Memang harus ditekankan bahwa air bukanlah satu-satunya factor atau penggerak utama dari terjadinya beraneka konflik yang tersebut sudah pernah dipaparkan tadi, tetapi tiada salah rasanya untuk menggarisbawahi bahwa infrastruktur air semakin lama menjadi semakin strategis pada terjadinya konflik di dalam era modern ini, sehingga perlu adanya tindakan internasional untuk melindungi sumber daya yang mana kritis tersebut.

Kembali ke perselisihan air Indus antara India lalu Pakistan, ketegangan pascaserangan ke Pahalgam memang sebenarnya berkemungkinan menciptakan air kembali menjadi unsur yang digunakan signifikan pada salah satu kekisruhan yang berada dalam disorot bola ketika ini.

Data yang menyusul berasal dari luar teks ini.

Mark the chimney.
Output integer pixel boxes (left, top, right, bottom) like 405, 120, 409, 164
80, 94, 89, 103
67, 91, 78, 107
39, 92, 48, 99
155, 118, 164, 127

Apalagi, ketersediaan air dari lembah Indus juga dirasakan semakin penting mengingat dampak inovasi iklim menyebabkan semakin cepatnya gletser dalam pegunungan Himalaya mencair dengan cepat, sehingga berisiko mengakibatkan kelangkaan pada masa mendatang di kawasan Asia Selatan.

Cegah eskalasi

Sejumlah tindakan nyata yang digunakan dapat membantu menghurangi ketegangan juga menjaga dari eskalasi antara lain adalah menguatkan atau merundingkan ulang IWT, demi menyesuaikan perjanjian tahun 1960 itu dengan realitas ketika ini seperti dampak inovasi iklim, perkembangan populasi, serta disrupsi teknologi.

Poin yang tersebut dapat dibahas antara lain adalah menambahkan klausul ketahanan iklim kemudian mekanisme respons kekeringan/banjir bersama, menetapkan protokol yang dimaksud jelas untuk infrastruktur baru India (seperti bendungan) untuk mengelakkan ambiguitas, dan juga membentuk badan pengawas multilateral, tidak semata-mata bilateral.

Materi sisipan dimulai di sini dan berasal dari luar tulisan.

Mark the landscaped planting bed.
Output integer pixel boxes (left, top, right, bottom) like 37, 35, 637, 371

Dalam segi teknologi, maka harus adanya pemantauan air lalu pembagian data sama-sama antara kedua negara yang digunakan berjalan secara transparan, dengan bantuan pemasangan sensor aliran sungai waktu nyata ke titik-titik utama, keterbukaan di data hidrologi dan juga satelit, juga melibatkan auditor internasional.

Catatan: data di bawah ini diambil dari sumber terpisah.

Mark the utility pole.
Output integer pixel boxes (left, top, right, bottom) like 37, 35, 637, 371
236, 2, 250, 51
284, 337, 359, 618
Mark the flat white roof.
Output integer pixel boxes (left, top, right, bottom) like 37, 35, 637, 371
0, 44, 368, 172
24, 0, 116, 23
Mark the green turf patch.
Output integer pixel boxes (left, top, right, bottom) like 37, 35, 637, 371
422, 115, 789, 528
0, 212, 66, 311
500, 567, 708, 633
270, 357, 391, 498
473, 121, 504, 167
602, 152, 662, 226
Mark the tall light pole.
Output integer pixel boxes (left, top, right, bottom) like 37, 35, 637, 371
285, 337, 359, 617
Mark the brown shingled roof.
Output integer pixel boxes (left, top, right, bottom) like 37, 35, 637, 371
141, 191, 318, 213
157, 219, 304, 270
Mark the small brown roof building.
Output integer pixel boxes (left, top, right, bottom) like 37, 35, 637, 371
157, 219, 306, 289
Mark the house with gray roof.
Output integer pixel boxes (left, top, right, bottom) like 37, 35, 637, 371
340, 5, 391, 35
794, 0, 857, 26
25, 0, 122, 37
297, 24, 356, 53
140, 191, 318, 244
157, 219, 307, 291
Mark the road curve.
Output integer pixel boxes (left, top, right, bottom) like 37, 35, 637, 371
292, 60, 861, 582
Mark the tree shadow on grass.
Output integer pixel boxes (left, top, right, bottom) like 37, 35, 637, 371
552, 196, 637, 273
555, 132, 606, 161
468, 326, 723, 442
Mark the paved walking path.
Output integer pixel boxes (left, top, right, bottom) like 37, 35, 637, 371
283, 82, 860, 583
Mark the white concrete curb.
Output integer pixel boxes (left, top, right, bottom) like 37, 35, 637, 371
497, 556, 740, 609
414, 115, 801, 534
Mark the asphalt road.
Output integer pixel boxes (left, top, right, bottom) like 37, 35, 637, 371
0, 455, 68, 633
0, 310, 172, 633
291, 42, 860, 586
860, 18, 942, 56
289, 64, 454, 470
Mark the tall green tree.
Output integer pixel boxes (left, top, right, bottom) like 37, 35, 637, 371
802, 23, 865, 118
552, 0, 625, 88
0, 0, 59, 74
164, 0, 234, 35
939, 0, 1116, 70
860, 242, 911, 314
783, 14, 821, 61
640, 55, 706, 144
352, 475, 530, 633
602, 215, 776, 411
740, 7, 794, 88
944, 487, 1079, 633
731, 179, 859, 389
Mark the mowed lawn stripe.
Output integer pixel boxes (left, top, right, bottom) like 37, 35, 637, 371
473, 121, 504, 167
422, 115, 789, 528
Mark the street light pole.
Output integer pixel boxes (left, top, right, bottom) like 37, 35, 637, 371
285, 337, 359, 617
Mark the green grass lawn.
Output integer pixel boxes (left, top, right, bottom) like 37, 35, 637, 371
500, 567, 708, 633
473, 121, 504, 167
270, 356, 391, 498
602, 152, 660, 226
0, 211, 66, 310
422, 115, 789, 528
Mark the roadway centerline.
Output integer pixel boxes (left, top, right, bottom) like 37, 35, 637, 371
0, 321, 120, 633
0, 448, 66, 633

Kedua belah pihak juga penting untuk mempertahankan dialog agar dapat permanen terlibat selama masa damai untuk menghindari pengambilan langkah yang digunakan bersifat krisis, dan juga betul-betul menerapkan proyek infrastruktur kolaboratif untuk mengubah pola pikir persaingan bermetamorfosis menjadi kerja sama.

Selain itu, penting pula menggunakan komisi independen untuk menafsirkan proyek terkait air Indus, dan juga memasarkan solusi teknis jika dibandingkan sikap politis, di rangka mengurangi isu air berubah menjadi alat kebijakan pemerintah nasionalis-populis yang mana dapat mengakibatkan konflik.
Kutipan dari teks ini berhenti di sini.